Warner-Lambert/Parke-Davis Professor of Molecular Biology
Yibin Kang is a Warner-Lambert/Parke-Davis Professor of Molecular Biology at Princeton University. He graduated with a bachelor's degree from Fudan University in Shanghai in 1995. After completing his graduate study at Duke in 2000, Dr. Kang became an Irvington Institute postdoctoral fellow with Dr. Joan Massagué at the Memorial Sloan-Kettering Cancer Center and pioneered a functional genomic approach to elucidate mechanism of breast cancer metastasis. Dr. Kang joined the faculty of Princeton University as an Assistant Professor of Molecular Biology in 2004. He was promoted to Associate Professor with tenure in 2010 and to Endowed Chair Full Professor in 2012.
Dr. Kang's research focuses on the molecular mechanisms of breast cancer metastasis.

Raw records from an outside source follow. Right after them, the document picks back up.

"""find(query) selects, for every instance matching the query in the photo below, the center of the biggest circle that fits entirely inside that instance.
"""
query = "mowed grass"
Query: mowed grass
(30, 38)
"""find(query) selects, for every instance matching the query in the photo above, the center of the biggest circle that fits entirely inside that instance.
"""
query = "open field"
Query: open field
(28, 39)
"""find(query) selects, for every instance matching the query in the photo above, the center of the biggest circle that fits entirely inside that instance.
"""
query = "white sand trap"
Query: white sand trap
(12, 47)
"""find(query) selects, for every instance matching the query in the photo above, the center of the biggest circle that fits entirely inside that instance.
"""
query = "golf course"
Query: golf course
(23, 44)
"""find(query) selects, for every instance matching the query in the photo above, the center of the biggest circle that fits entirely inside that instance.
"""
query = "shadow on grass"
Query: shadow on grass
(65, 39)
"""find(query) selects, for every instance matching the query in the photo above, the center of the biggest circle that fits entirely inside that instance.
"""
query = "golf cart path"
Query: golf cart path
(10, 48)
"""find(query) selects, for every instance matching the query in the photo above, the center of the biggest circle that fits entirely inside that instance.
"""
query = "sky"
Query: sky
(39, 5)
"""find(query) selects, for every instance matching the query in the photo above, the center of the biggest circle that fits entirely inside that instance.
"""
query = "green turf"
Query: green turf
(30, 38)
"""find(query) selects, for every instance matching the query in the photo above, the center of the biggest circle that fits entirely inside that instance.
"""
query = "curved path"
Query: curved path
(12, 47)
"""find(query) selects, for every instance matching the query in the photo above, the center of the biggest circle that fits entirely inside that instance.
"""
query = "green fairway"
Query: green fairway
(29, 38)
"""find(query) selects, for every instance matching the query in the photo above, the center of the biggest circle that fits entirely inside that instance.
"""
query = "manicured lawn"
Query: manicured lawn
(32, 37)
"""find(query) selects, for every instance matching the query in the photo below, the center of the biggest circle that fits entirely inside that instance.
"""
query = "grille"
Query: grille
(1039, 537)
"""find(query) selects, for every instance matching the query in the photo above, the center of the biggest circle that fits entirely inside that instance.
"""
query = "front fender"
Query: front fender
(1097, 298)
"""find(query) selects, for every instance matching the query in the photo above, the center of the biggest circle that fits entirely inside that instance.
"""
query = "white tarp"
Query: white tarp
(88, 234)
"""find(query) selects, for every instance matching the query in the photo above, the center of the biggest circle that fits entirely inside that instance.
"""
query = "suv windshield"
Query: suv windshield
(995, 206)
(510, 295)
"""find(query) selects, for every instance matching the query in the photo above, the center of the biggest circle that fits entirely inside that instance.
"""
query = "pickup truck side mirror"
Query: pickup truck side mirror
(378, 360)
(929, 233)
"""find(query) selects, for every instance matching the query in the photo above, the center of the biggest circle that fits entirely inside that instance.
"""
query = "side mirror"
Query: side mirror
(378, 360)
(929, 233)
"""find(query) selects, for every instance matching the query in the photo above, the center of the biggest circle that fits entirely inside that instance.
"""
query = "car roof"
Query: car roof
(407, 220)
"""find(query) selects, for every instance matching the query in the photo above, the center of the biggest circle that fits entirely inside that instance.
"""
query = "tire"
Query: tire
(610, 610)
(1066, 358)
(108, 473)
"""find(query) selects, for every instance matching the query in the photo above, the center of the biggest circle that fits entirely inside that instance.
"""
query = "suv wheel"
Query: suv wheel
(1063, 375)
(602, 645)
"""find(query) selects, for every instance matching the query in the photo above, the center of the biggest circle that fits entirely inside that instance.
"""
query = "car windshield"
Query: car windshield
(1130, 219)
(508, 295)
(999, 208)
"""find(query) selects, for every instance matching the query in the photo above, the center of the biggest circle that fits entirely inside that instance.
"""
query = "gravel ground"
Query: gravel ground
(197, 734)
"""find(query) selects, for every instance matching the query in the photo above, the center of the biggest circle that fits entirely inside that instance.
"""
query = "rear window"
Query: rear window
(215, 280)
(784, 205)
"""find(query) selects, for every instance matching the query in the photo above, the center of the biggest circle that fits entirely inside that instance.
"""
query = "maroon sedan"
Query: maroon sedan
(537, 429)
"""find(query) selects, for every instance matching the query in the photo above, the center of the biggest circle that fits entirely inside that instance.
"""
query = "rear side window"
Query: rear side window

His laboratory applies a multidisciplinary approach to analyze the molecular basis of cancer metastasis, combining molecular biology and genomics tools with animal models and advanced in vivo imaging technologies. Dr. Kang has published over 90 original articles in leading journals including Cell, Cancer Cell, and Nature Medicine. His work discovered new genes that promote recurrence, metastasis and chemoresistance of breast cancer, delineated tumor-stromal interactions that are essential for metastatic growth, and identified novel regulators with dual functions in mammary gland cell fate determination and tumor progression. Dr. Kang's outstanding achievements have been recognized by many prestigious awards, including a Department of Defense Era of Hope Scholar Award and the 2011 Vicek Prize for Creative Promise in Biomedical Sciences, a prestigious award honoring foreign-born artists and scientists who have demonstrated exceptional creativity and originality in the early stages of their careers in the United States. Dr. Kang is also the recipient of the 2012 AACR Award for Outstanding Achievements in Cancer Research.